“For both of us, my sweetheart,” he corrected, fondly. “You say I will be safe there. Can you trust these men who are aiding you?”
“With my life! Quinnox carried a message to the Abbot yesterday, and he grants you a temporary home there, secure and as secret as the tomb. He promises me this, and he is my best friend. Now, let me tell you why I am with you, masquerading so shamefully—”
“Adorably!” he protested.
“It is because the Abbot insisted that I bring you to him personally. He will not receive you except from my hands. There was nothing else for me to do, then, was there, Lorry? I was compelled to come and I could not come as the Princess—as a woman. Discovery would have meant degradation from which I could not have hoped to recover. The military garments were my only safeguard.”

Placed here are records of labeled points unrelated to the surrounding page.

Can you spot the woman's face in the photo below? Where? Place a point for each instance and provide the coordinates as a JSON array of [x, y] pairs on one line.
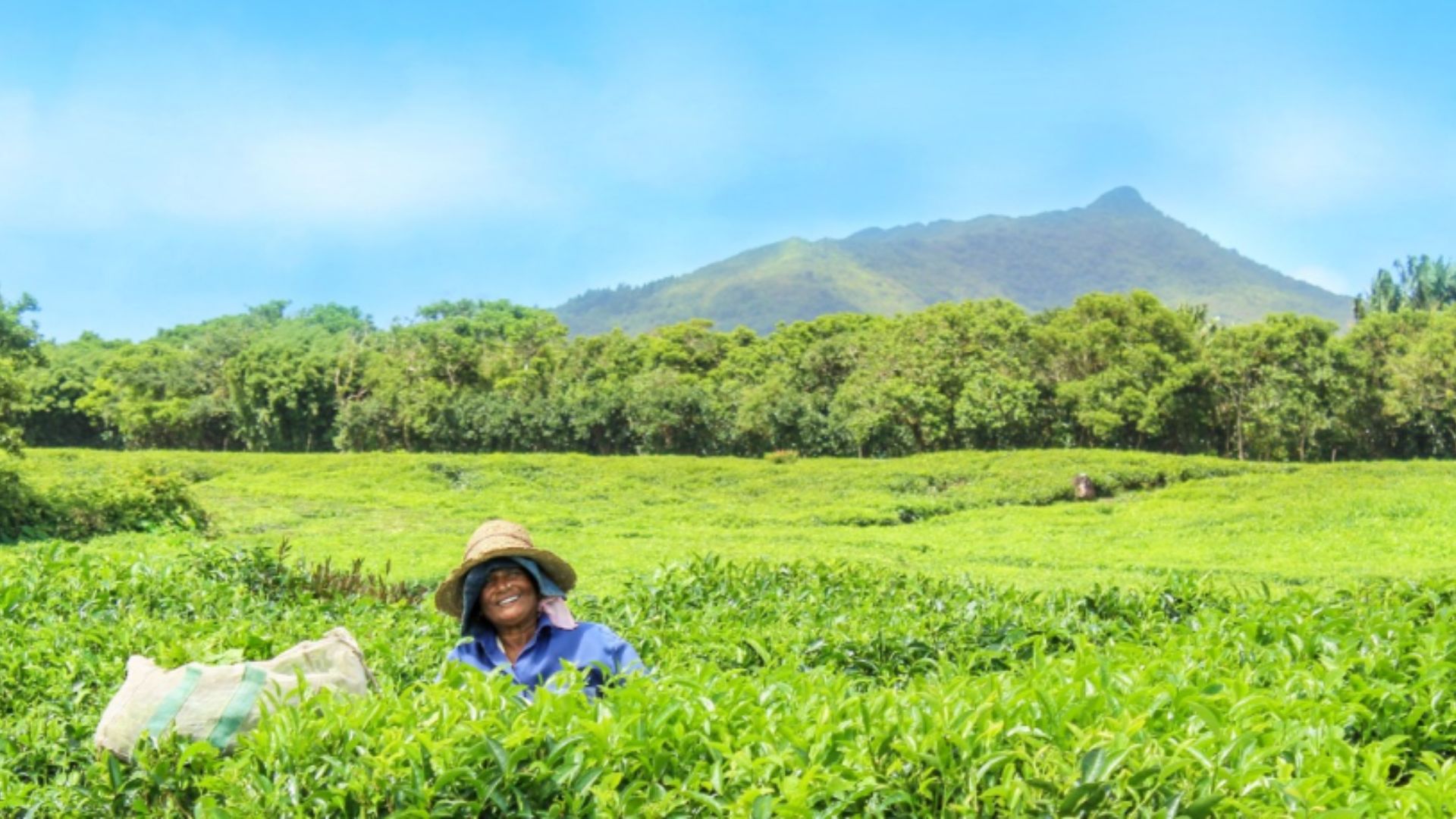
[[510, 598]]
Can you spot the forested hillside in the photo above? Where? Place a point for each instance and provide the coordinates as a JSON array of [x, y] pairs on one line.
[[1112, 371], [1114, 245]]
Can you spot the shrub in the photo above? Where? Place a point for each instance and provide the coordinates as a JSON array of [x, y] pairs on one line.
[[140, 500]]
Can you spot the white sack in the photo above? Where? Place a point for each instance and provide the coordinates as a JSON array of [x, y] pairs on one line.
[[218, 703]]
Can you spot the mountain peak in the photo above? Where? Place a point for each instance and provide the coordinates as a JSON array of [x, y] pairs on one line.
[[1123, 200]]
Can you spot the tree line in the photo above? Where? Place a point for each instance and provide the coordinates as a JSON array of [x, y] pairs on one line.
[[1111, 371]]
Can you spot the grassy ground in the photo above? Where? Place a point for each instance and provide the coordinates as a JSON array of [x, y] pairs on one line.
[[995, 516]]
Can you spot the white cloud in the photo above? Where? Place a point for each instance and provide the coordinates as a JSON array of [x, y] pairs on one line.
[[1329, 279], [91, 162], [1323, 159]]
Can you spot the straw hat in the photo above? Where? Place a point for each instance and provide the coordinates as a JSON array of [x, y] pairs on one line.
[[492, 539]]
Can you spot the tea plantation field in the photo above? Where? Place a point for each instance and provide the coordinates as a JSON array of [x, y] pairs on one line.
[[934, 635]]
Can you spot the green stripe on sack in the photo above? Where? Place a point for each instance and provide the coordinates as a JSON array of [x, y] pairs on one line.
[[174, 701], [237, 707]]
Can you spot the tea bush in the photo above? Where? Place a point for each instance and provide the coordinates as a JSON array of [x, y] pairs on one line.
[[777, 689]]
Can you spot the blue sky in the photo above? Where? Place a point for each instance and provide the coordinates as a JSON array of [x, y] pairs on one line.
[[169, 162]]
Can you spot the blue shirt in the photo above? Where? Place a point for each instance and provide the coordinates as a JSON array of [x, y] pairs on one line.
[[592, 648]]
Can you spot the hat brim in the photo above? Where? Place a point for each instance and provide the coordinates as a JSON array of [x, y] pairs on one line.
[[449, 596]]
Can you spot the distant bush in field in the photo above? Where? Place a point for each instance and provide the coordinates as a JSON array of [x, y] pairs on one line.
[[96, 504]]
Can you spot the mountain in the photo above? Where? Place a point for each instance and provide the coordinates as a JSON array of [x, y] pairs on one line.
[[1116, 243]]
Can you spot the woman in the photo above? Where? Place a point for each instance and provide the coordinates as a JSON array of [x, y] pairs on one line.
[[511, 598]]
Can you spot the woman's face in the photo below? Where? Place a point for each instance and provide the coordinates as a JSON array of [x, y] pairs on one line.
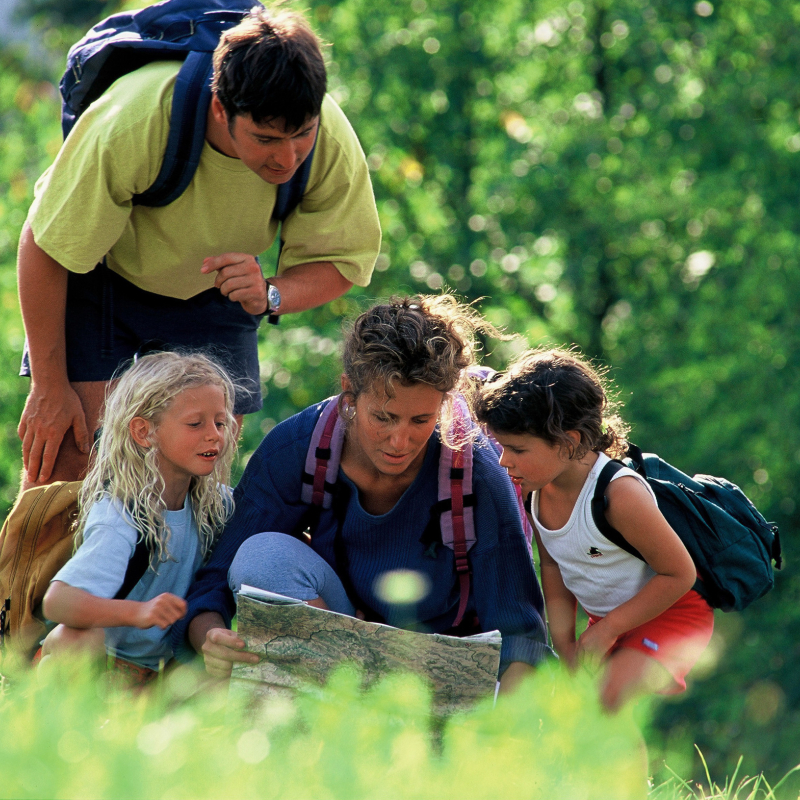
[[391, 433]]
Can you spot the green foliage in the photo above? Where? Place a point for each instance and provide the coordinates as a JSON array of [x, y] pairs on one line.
[[191, 741]]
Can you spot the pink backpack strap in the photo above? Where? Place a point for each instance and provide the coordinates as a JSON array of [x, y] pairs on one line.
[[323, 456], [455, 485]]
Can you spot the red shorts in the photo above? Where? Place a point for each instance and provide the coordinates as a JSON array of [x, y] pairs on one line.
[[675, 638]]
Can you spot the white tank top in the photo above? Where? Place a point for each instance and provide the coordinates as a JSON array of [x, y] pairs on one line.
[[601, 575]]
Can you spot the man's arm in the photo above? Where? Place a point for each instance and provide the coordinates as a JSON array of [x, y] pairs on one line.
[[304, 286], [52, 407]]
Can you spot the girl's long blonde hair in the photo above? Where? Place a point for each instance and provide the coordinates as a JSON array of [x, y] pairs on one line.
[[125, 471]]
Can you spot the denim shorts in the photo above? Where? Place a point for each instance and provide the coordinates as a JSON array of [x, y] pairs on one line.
[[109, 320]]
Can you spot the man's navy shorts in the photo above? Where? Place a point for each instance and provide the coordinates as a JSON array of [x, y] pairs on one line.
[[110, 320]]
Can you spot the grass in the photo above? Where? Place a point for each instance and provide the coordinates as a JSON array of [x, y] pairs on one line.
[[70, 734]]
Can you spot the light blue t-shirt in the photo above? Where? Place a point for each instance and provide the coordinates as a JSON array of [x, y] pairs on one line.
[[99, 566]]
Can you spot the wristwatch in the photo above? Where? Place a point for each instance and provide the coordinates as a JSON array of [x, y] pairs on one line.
[[273, 303]]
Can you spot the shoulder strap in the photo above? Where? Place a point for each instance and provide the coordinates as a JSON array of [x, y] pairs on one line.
[[289, 196], [599, 505], [456, 499], [137, 566], [323, 457], [187, 132], [291, 193]]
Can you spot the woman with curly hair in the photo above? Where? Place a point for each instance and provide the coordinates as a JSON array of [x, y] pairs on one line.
[[405, 362]]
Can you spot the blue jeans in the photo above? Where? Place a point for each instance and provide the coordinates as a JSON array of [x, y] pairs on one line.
[[282, 564]]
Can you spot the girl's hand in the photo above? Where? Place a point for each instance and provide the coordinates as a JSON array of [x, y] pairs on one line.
[[595, 642], [161, 611]]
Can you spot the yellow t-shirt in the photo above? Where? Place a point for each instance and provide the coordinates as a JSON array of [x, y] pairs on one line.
[[82, 209]]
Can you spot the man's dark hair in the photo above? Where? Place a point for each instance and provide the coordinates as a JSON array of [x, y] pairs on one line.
[[270, 66]]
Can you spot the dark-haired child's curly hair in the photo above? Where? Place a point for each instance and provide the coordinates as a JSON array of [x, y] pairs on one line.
[[546, 393]]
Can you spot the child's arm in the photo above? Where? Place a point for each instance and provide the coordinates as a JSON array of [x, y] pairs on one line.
[[560, 605], [633, 512], [77, 608]]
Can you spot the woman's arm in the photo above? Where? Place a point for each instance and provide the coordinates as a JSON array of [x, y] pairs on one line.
[[77, 608], [267, 498], [634, 513]]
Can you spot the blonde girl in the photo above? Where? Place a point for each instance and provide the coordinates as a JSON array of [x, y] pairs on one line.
[[160, 474]]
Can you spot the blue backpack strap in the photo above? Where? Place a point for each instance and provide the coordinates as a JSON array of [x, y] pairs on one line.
[[137, 566], [289, 196], [187, 132]]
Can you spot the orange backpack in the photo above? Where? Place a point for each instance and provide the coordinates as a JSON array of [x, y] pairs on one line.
[[35, 542]]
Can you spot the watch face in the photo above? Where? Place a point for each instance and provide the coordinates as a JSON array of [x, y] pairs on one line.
[[273, 298]]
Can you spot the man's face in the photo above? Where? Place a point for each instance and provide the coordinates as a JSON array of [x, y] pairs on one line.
[[268, 149]]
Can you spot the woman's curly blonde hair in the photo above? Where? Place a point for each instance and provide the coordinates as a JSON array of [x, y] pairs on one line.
[[128, 472], [429, 339]]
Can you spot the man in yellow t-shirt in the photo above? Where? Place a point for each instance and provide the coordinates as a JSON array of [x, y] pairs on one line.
[[185, 274]]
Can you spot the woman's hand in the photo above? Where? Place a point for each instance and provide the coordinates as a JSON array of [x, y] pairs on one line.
[[160, 612], [221, 649]]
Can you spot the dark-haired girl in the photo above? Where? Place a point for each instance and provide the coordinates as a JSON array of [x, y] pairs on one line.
[[551, 413]]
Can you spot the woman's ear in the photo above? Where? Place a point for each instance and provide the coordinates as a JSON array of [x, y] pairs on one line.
[[575, 438], [140, 431]]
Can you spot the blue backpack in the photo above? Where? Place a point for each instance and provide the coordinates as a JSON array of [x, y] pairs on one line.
[[731, 544], [183, 30]]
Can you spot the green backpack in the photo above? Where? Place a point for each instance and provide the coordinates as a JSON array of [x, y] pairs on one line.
[[731, 544]]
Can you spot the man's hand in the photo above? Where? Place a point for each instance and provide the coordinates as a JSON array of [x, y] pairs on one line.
[[160, 612], [240, 279], [48, 414], [221, 649]]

“And how many people know of your—deception?”
“Three—besides yourself. Dagmar, Quinnox and Captain Dangloss. The Abbot will know later on, and I shiver as I think of it. The driver and the man who went to your cell, Ogbot, know of the escape, but do not know I am here. Allode—you remember him—is our driver.”
“Allode? He's the fellow who saw me—er—who was in the throne room.”
“He is the man who saw nothing, sir.”
“I remember his obedience,” he said, laughing in spite of his unhappiness. “Am I to have no freedom up here—no liberty, at all?”
“You are to act as the Abbot or the prior instructs. And, I must not forget, Quinnox will visit you occasionally. He will conduct you from the monastery and to the border line at the proper time.”